The authors would like to thank the peer reviewers for their thorough review of the protocol: Dr Mario Lenza, Hospital Israelita Albert Einstein, São Paulo, Brazil; Associate Professor Carsten Juhl, Department of Sports Science and Clinical Biomechanics, University of Southern Denmark, Denmark and Department of Physiotherapy and Occupational Therapy, Copenhagen University Hospital, Herlev and Gentofte, Denmark; Associate Professor Toby Smith, University of East Anglia, Norwich, UK; and consumer reviewer Ms Catherine Hofstetter. We acknowledge copy‐editor Ms Jenny Bellorini.

Appendices

Appendix 1. Preliminary MEDLINE (Ovid) search strategy

C1 ‐ Database: Ovid MEDLINE(R)

‐‐‐‐‐‐‐‐‐‐‐‐‐‐‐‐‐‐‐‐‐‐‐‐‐‐‐‐‐‐‐‐‐‐‐‐‐‐‐‐‐‐‐‐‐‐‐‐‐‐‐‐‐‐‐‐‐‐‐‐‐‐‐‐‐‐‐‐‐‐‐‐‐‐‐‐‐‐‐‐

1 osteoarthritis/

2 osteoarthrit$.tw.

3 osteoarthro$.tw.

4 oa.tw.

5 degenerative joint disease.tw.

6 degenerative arthritis.tw.

7 djd.tw.

8 gonarthro$.tw.

9 or/1‐8

10 exp KNEE/

11 knee$.tw.

12 femorotibia$.tw.

13 or/10‐12

14 9 and 13

15 Knee Osteoarthritis/

16 14 or 15

17 exp Arthroplasty, Replacement, Knee/

18 (knee$ adj4 (replace$ or arthroplast$ or prosthe$ or endoprosthe$ or implant$)).tw.

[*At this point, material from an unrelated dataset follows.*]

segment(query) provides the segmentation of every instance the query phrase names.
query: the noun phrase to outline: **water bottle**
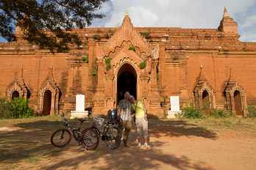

19 (tka or tkr or ukr).tw.

20 Knee Prosthesis/

21 exp Arthroplasty, Replacement/ or exp Arthroplasty/

22 Knee Prosthesis/ or "Prostheses and Implants"/

23 or/17‐22

24 randomized controlled trial.pt.

25 controlled clinical trial.pt.

26 randomized.ab.

27 placebo.ab.

28 clinical trials as topic.sh.

29 randomly.ab.

30 trial.ti.

31 or/24‐30

32 exp animals/ not humans.sh.

33 31 not 32

34 16 and 23 and 33

35 limit 34 to yr="2010 ‐Current"

Contributions of authors

LPB wrote the protocol. JPP developed the search strategy. LPB, JPP, DS, SA, NN, GD, SK, and GW contributed to the decisions and development of the protocol and approved the final protocol.

Sources of support

Internal sources

  • NA, Other

    No support was provided.

External sources

  • First author's PhD scholarships, Canada

    LPB is supported by the Arthritis Society PhD Salary Award (#21‐0000000085) and matched funding from the University of Ottawa and LPB co‐supervisors research funds, the Ontario Graduate Scholarship, and the University of Ottawa Admission Scholarship. In the last three years, LPB received support from the Hans K. Uhthoff MD FRCSC Graduate Fellowship (#712240301930), the Queen Elizabeth II Graduate Scholarships in Science and Technology, the University of Ottawa Excellence Scholarship, the Eastern District of the Ontario Physiotherapy Association (#712140302327 and #712200305332), and l’Ordre Professionnel de la Physiothérapie du Québec. The funding bodies had no role in the design, preparation, review, approval, or any other decisions pertaining to the study. 

Declarations of interest

LPB, SA, SK, JPP, NN, DS, and GW have no conflicts of interests to declare. GD is a consultant with Microport Orthopedics and has previously received research funding from them. GD had a speaking engagement with Zimmer Biomet Canada in the last 12 months.